Mais certains craignent une surchauffe, voire l’éclatement d’une bulle boursière en Europe. « L’indice DAX s’élevait à moins de 9 000 points en octobre dernier, contre un plus haut à plus de 12 000 en avril, alors que l’économie allemande est loin d’être euphorique. Cette déconnexion entre les fondamentaux économiques et les marchés boursiers, alimentée par le QE, risque d’être néfaste », met ainsi en garde l’économiste Paul Doueihy. Au Japon, les perspectives boursières sont également positives, à la lumière du “Bazooka” qui dope l’activité depuis le dernier trimestre de 2014. L’indice Nikkei 225 a bondi de quelque 15 000 à plus de 20 000 points en quelques mois.
Enfin, dans les pays émergents, les pronostics sont nuancés. La HSBC a maintenu sa position sur l’Inde, la Chine et l’Indonésie, même si globalement elle est désormais “neutre” sur le marché asiatique, et a dégradé à “négative” sa position sur la Russie. L’Inde apparaît comme l’“exception” dans ce paysage. Les gérants de portefeuille sont de plus en plus nombreux à favoriser les actions indiennes, soutenues par une nouvelle dynamique politique et économique.

Le marché boursier du Golfe résiste

Au Moyen-Orient, notamment dans le Golfe, les places boursières font preuve de résilience, en dépit des tensions géopolitiques et de la chute des prix du pétrole. Cela est principalement dû au fait que « les compagnies pétrolières arabes ne sont pas cotées en Bourse, contrairement à Gazprom en Russie ou Petrobas au Brésil, par exemple. Elles n’ont donc pas été pénalisées par la chute des cours. En revanche, le secteur pétrochimique a été affecté, même s’il ne représente que 7 à 8 % de la capitalisation boursière », explique Sébastien Hénin, gérant de portefeuille chez The National Investor (TNI), une banque d’affaires basée à Abou Dhabi.
En parallèle, « les autres secteurs, comme la banque, l’immobilier et les télécoms profitent de la dynamique actuelle et du maintien des dépenses d’investissements », ajoute-t-il. Hésitante durant les premiers mois de l’année, la Bourse de Dubaï s’est brutalement réveillée après la publication des résultats trimestriels, supérieurs aux estimations. Le Dubai Financial Market General Index (DFMGI) a bondi de près de
3 000 points en décembre dernier, à plus de 4 000 points début mai.

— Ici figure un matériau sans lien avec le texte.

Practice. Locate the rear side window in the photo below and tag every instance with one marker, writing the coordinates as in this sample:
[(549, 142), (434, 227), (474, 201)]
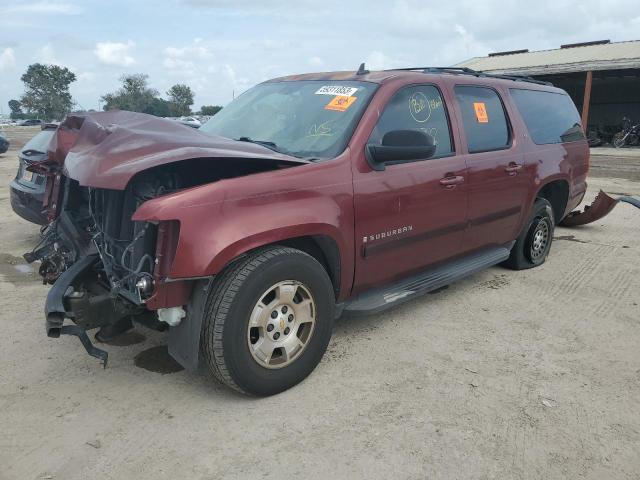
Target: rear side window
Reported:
[(550, 117), (484, 119), (418, 107)]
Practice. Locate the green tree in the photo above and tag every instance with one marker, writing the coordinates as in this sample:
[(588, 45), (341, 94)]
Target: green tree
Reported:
[(160, 108), (134, 95), (210, 109), (16, 109), (47, 91), (180, 99)]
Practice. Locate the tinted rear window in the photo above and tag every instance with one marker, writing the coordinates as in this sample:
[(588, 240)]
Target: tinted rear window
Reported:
[(483, 117), (550, 117)]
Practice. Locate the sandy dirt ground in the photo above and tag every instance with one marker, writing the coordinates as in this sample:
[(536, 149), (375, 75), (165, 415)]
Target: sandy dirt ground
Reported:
[(524, 375)]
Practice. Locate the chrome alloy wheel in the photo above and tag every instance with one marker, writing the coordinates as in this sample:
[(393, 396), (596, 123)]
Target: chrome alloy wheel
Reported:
[(540, 240), (281, 324)]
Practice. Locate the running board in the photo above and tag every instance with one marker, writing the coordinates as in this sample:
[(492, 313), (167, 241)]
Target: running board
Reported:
[(380, 299)]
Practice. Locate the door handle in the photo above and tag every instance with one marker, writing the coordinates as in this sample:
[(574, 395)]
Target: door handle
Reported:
[(450, 181), (512, 168)]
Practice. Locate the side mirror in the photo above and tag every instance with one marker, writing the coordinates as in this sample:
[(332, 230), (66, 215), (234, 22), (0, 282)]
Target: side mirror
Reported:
[(400, 146)]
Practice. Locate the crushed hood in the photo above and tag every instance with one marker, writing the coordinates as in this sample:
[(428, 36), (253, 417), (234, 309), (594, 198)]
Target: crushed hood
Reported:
[(106, 149)]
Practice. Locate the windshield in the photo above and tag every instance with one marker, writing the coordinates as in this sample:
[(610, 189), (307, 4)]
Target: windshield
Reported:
[(301, 118)]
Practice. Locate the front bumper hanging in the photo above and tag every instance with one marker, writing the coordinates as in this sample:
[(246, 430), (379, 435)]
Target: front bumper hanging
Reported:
[(55, 311)]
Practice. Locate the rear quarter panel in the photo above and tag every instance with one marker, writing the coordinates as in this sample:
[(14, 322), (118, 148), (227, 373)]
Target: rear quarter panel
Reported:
[(568, 162)]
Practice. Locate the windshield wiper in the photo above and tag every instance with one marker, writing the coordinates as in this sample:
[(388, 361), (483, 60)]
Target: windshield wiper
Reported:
[(269, 145), (32, 151)]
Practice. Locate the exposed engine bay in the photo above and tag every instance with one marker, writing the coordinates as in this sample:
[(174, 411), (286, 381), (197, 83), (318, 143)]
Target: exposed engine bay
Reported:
[(109, 260)]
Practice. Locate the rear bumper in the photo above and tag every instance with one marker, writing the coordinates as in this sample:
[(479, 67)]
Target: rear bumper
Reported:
[(27, 203)]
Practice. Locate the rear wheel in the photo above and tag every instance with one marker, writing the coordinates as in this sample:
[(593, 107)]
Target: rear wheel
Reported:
[(534, 242), (268, 321)]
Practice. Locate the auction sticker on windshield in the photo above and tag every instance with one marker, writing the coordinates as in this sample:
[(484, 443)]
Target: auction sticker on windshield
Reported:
[(340, 103), (337, 90)]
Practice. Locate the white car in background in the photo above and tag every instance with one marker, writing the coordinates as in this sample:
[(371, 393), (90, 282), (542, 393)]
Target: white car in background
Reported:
[(190, 121)]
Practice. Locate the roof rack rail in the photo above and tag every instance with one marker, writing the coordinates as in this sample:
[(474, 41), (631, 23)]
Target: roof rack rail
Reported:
[(475, 73)]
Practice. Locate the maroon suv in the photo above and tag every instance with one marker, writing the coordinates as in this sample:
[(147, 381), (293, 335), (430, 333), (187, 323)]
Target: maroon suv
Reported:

Autre facteur favorable au marché boursier du Golfe : l’ouverture en juin de la place de Riyad aux investisseurs étrangers, pour la première fois depuis des décennies.
« Cela devrait paver la voie à une éventuelle entrée de l’Arabie saoudite dans l’indice MSCI Emerging Market, qui représente uniquement les places qatarienne, émirienne et égyptienne, et ne pèse qu’à hauteur de 1,4 % de l’indice mondial (…) Cela est susceptible de conférer un plus grand poids à la région et d’attirer ainsi davantage d’investisseurs à terme », souligne Sébastien Hénin.